Stock prices reflect the trading decisions of many individuals. For the most part, quantitative finance has developed sophisticated methods that try to predict future trading decisions (and the price) based on past trading decisions. However, what about that the information gathering phase that precedes a trading decision? Two recent papers in Nature’s Scientific Reports suggest that Google searches and Wikipedia usage patterns contain signal about this information gathering phase that can be exploited in a trading algorithm. As is (unfortunately) very common, there is no published code in the paper that we can use to easily replicate the results. The algorithms are very simple, though, so I coded both of them on Quantopian. They indeed seem to perform quite favourably and thus roughly replicate the results of the paper, as you can see below. The original simulations have not included modeling transaction costs or slippage which we include here. In that regard, we can show that these strategies still seem to work under more realistic settings.

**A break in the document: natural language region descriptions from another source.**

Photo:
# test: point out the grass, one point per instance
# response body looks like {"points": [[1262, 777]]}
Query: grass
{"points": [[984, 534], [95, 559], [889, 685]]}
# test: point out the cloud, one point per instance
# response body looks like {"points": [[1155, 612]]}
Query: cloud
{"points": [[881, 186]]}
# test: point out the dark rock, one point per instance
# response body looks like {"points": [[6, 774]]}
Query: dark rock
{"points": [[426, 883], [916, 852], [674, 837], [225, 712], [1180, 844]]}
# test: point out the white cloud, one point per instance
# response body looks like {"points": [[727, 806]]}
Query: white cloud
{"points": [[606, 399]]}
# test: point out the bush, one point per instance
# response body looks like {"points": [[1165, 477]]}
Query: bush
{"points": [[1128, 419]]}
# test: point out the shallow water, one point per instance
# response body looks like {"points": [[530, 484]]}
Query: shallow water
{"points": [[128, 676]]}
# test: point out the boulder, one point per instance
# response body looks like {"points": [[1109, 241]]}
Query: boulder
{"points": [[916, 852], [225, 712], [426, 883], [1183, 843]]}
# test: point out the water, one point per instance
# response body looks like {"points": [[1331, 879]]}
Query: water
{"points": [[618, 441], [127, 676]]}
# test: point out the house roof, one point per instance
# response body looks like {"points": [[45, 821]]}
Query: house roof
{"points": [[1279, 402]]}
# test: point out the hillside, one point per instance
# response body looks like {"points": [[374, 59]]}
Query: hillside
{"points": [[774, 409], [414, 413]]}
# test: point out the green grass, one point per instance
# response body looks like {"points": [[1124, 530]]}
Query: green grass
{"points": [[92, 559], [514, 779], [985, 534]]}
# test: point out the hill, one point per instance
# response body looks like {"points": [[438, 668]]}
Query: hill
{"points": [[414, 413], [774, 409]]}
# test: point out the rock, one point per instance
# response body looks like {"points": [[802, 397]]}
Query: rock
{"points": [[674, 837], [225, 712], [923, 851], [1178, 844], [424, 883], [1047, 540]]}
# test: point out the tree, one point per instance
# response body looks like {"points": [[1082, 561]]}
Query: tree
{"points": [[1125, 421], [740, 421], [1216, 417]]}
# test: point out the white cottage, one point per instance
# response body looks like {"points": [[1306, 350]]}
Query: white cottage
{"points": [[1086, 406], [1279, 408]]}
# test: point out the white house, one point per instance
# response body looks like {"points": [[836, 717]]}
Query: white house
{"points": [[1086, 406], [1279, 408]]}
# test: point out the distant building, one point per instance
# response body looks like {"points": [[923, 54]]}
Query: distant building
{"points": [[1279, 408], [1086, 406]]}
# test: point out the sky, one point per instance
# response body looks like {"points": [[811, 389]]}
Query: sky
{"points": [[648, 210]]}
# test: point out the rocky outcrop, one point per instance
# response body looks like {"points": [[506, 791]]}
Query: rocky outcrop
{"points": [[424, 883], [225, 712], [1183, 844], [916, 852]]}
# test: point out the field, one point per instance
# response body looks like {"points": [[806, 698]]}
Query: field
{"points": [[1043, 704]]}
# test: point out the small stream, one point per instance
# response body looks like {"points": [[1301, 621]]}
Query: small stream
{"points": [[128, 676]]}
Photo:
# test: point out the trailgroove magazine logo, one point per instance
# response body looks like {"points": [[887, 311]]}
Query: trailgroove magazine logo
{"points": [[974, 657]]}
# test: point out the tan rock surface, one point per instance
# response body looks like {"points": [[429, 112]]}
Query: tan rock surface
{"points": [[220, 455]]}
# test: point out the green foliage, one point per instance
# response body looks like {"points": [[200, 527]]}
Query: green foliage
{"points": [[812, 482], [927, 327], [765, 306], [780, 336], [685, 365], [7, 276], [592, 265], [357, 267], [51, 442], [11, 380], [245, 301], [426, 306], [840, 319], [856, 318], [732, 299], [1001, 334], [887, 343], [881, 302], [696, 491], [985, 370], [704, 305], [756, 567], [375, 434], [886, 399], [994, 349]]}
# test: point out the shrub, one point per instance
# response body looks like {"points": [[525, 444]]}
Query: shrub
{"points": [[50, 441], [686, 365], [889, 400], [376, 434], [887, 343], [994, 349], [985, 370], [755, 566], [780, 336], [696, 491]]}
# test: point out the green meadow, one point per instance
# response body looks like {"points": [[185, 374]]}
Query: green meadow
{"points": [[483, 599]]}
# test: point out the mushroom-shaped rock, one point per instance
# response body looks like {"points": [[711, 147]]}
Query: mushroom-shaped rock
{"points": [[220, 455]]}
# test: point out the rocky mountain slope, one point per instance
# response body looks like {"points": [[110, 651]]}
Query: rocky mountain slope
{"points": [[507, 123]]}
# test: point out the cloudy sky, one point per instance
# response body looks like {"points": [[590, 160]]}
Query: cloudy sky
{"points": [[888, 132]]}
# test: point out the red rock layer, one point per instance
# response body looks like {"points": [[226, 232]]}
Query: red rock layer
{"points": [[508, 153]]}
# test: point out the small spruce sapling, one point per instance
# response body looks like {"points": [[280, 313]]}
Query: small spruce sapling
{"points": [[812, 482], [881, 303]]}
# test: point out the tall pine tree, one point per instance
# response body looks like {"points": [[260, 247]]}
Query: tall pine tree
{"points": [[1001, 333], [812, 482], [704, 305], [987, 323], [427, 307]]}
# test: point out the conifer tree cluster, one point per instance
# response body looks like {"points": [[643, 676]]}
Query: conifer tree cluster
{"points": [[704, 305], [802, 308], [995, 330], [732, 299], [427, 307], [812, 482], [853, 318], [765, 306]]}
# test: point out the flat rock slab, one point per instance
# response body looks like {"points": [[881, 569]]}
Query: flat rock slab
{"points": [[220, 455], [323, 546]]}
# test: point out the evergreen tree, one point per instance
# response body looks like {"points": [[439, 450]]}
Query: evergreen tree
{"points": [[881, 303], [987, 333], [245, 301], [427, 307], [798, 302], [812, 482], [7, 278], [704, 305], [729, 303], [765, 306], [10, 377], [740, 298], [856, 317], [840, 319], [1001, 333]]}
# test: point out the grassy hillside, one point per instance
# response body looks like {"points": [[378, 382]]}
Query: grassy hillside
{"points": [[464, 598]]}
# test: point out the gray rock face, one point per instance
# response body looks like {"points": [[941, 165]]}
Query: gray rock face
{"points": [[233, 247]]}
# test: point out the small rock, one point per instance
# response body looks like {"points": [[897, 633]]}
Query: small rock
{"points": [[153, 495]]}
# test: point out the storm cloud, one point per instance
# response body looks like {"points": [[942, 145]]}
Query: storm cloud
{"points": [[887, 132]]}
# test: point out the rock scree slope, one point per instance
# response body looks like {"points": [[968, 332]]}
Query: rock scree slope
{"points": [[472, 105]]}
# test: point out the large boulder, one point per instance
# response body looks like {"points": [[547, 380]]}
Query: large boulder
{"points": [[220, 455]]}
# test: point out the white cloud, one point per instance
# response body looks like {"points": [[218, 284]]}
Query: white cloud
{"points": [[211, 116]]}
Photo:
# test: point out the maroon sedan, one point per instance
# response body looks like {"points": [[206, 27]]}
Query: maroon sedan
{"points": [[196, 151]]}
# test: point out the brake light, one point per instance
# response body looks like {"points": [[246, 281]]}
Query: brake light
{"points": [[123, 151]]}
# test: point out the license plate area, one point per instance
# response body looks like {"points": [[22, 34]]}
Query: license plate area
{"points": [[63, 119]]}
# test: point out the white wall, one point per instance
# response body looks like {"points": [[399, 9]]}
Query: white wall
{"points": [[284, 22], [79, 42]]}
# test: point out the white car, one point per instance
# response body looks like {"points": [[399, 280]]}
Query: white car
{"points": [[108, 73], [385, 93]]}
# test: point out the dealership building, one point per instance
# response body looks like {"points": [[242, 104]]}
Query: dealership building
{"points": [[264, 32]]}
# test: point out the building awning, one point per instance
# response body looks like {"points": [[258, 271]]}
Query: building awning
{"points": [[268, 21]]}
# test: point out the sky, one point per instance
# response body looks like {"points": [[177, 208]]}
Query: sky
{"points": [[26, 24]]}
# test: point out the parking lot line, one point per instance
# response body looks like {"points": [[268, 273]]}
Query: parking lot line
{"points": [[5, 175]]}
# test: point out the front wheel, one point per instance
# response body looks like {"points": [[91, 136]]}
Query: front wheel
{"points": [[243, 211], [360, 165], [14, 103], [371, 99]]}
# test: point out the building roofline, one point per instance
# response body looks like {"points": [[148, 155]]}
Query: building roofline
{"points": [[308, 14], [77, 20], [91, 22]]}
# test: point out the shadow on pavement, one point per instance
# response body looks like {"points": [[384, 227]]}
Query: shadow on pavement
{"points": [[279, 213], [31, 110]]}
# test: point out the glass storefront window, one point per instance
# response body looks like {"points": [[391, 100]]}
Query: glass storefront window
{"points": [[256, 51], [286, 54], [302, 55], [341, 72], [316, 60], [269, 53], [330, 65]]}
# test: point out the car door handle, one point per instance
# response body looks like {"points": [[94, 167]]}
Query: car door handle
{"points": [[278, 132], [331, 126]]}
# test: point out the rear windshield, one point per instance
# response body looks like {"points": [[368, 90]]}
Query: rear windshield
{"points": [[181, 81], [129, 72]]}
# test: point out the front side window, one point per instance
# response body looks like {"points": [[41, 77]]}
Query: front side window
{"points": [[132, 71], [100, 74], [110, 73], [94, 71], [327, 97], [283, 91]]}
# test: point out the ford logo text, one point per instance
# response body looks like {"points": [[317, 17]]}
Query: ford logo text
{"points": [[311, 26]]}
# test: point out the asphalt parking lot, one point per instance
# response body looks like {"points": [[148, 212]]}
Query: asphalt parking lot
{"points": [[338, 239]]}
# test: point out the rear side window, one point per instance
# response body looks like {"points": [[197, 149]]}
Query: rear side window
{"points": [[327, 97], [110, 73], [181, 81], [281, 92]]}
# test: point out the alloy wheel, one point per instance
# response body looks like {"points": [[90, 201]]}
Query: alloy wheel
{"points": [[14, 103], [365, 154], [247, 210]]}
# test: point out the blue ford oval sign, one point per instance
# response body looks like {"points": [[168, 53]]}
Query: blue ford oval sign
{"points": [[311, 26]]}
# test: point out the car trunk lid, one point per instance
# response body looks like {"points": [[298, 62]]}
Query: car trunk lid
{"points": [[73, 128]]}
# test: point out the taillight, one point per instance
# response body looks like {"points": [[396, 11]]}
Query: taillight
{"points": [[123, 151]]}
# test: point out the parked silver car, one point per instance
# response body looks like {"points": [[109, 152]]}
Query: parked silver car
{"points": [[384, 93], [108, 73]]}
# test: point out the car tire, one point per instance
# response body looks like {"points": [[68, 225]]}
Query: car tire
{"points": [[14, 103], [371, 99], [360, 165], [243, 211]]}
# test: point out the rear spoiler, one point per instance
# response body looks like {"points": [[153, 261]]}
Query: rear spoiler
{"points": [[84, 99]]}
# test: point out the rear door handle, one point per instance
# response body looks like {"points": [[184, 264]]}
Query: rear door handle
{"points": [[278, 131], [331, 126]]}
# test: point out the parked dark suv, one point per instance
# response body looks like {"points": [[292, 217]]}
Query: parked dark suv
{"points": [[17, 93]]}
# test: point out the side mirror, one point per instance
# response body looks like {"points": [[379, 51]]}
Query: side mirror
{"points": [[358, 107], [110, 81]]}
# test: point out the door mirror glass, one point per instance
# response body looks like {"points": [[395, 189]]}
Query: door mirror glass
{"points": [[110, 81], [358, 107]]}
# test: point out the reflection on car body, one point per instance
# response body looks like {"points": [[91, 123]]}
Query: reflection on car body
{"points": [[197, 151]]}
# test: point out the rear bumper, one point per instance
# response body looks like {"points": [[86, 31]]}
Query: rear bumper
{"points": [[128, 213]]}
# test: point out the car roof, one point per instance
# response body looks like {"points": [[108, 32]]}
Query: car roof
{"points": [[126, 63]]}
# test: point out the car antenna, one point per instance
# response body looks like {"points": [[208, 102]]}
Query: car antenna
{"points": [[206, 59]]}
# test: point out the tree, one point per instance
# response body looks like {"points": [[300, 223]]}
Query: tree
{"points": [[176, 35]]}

This algorithm looks at the Google Trends data for the word ‘debt’. According to the paper, that word has the most predictive power.
This data is not as easy to automate within Quantopian, but it’s relatively easy to do so manually. I downloaded the csv file and edited it to get it into the right format. I uploaded the resulting file here.
If you want to use my data on ‘debt’ feel free to do so. If you want to use a the Google Trend for a different word, you can download the CSV, edit it to look like mine, and place it in a public Dropbox or some other webserver.
If there is enough interest we can make this data more accessible (if you want to help me with this, an automated Python script that parses the csv returned by Google Trends to the format I posted would be well appreciated).
For this algorithm, once the weekly average is smaller than the moving average of the delta_t (in this case delta_t == 5 weeks), we buy and hold the S&P500 for one week. If the weekly average is larger than the moving average then we sell and re-buy the S&P500 after one week. The original paper uses the Dow Jones Industrial Average, the S&P500 is highly correlated however.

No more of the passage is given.